Articles of Association
§ 1
The company’s name is Duni AB (Reg. No. 556536-7488). The company is a public company (publ).
2 §
The object of the company’s business is to, directly or indirectly, conduct business in production, development and sales of consumer related articles for serving and packaging of meals, and any other activities compatible therewith.
3 §
The company’s registered office shall be situated in Malmö, Sweden.
4 §
The company’s share capital shall be not less than SEK forty million ten thousand (40,010,000) and not more than SEK one hundred sixty million forty thousand (160,040,000).
5 §
The company shall have not less than thirty two million eight thousand (32,008,000) shares and not more than one hundred twenty eight million thirty two thousand (128,032,000) shares.
6 §
The board of directors elected by the shareholders’ meeting shall consist of not less than three (3) members and not more than twelve (12) members.
In addition to the members of the board of directors elected yearly at the general annual meeting, a member of the board and deputy member of the board can from time to time be appointed in accordance with the Private Sector Employees Act (1987:1245).
7 §
The company shall have one (1) or two (2) auditors and one (1) or two (2) deputy auditors, or a registered public accounting firm be elected.
8 §
The company’s financial year shall comprise 1 January – 31 December.
§ 9
Shareholders’ meeting shall be held yearly within six months from the end of each financial year. The shareholder’s meeting shall be held in Stockholm or Malmö, Sweden, at the discretion of the board of directors.
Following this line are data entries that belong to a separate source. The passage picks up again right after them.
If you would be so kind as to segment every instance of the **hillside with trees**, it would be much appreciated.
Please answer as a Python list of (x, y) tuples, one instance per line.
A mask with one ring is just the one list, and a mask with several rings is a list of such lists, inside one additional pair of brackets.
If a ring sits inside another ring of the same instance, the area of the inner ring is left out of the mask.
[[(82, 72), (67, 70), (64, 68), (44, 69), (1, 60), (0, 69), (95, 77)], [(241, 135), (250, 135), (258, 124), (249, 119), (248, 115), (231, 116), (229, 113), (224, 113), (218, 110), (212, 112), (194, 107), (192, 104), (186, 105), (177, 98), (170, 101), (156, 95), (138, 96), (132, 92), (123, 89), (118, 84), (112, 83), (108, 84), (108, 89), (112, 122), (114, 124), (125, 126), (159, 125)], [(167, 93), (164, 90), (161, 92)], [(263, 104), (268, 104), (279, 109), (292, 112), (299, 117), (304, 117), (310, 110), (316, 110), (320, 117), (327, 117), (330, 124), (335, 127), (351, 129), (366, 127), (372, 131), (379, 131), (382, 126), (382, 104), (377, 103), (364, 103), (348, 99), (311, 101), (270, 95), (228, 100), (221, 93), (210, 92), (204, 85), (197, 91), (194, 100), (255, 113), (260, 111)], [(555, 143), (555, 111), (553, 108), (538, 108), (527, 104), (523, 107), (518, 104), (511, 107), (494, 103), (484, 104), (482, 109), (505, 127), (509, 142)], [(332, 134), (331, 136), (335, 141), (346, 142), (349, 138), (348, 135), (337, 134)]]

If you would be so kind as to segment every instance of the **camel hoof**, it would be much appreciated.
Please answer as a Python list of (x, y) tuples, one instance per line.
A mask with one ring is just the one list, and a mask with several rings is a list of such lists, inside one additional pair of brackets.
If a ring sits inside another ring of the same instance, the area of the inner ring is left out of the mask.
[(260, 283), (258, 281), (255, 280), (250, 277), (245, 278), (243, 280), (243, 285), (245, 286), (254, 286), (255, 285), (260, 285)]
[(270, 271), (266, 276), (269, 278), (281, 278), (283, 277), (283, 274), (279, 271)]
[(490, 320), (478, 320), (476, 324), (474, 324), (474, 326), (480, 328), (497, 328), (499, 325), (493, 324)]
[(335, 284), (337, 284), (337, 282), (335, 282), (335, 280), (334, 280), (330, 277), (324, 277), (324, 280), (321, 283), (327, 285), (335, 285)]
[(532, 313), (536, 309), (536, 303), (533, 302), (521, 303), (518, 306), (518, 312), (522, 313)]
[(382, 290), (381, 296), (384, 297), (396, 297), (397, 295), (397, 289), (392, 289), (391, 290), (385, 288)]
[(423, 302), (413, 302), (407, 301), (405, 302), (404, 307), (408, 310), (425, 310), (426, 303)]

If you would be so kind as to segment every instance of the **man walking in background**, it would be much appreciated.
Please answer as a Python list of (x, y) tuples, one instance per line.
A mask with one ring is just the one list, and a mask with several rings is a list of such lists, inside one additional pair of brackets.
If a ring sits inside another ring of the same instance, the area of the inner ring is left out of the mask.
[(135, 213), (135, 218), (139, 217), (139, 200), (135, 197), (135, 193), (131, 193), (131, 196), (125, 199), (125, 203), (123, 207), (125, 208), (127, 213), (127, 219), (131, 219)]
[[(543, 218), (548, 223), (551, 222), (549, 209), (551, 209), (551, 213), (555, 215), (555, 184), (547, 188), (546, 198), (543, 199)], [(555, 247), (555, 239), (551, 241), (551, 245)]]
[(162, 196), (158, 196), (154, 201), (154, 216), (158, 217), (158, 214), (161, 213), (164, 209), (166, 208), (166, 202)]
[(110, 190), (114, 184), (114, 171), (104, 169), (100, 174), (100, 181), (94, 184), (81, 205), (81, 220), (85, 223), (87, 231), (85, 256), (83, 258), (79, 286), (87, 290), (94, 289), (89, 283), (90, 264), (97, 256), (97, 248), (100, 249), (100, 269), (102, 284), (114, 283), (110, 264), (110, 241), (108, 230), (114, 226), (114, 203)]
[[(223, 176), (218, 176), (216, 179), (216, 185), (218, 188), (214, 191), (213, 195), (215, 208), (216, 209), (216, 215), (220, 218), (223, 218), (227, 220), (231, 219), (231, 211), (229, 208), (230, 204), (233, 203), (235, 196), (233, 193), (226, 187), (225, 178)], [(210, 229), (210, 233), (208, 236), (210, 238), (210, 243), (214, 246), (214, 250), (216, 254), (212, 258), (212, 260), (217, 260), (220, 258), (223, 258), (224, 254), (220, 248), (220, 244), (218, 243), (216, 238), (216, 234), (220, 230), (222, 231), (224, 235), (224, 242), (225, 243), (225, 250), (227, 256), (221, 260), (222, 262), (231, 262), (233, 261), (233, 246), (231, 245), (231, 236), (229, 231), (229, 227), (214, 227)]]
The following business shall be addressed at annual shareholders’ meetings:
- election of a chairman of the meeting;
- preparation and approval of the voting list;
- election of one or two persons who shall approve the minutes of the meeting;
- determination of whether the meeting was duly convened;
- approval of the agenda;
- submission of the annual report and the auditors’ report and, where applicable, the consolidated financial statements and the auditors’ report for the group;
- resolutions regarding
a) the adoption of the income statement and the balance sheet and, when applicable, the consolidated income statement and the consolidated balance sheet;
b) resolutions regarding allocation of the company’s profits or losses in accordance with the adopted balance sheet;
c) resolutions regarding discharge of the members of the board of directors and the managing director from liability;
- determination of fees for members of the board of directors and auditors;
- election of the members of the board of directors and, where applicable, auditors and deputy auditors;
- other matters, which are set out in the Swedish Companies Act (2005:551) or the company’s articles of association. The chairman of the shareholder’s meeting shall not have any casting vote.
§ 10
Notices of shareholders’ meetings shall be published in Post- och Inrikes Tidningar (the Swedish Official Gazette) and Svenska Dagbladet. In the event of cancelled publication of the last-mentioned newspaper, the notices of shall be published in Post- och Inrikes Tidningar (the Swedish Official Gazette) and Dagens Industri. The notices shall be published within the time limits stipulated in the Swedish Companies Act (2005:551).
§ 11
Shareholders who want to participate in shareholders’ meetings, shall notify the company not later than 4.00 pm CET the day which is specified in the notice to the meeting. The last-mentioned day may not be a Sunday, other public holiday, Saturday, Midsummer Eve, Christmas Eve or New Years Eve and not fall earlier than the fifth weekday prior to the meeting.
§ 12
The company’s shares shall be registered in a securities register in accordance with the Swedish Financial Instruments Accounts Act (1998:1479).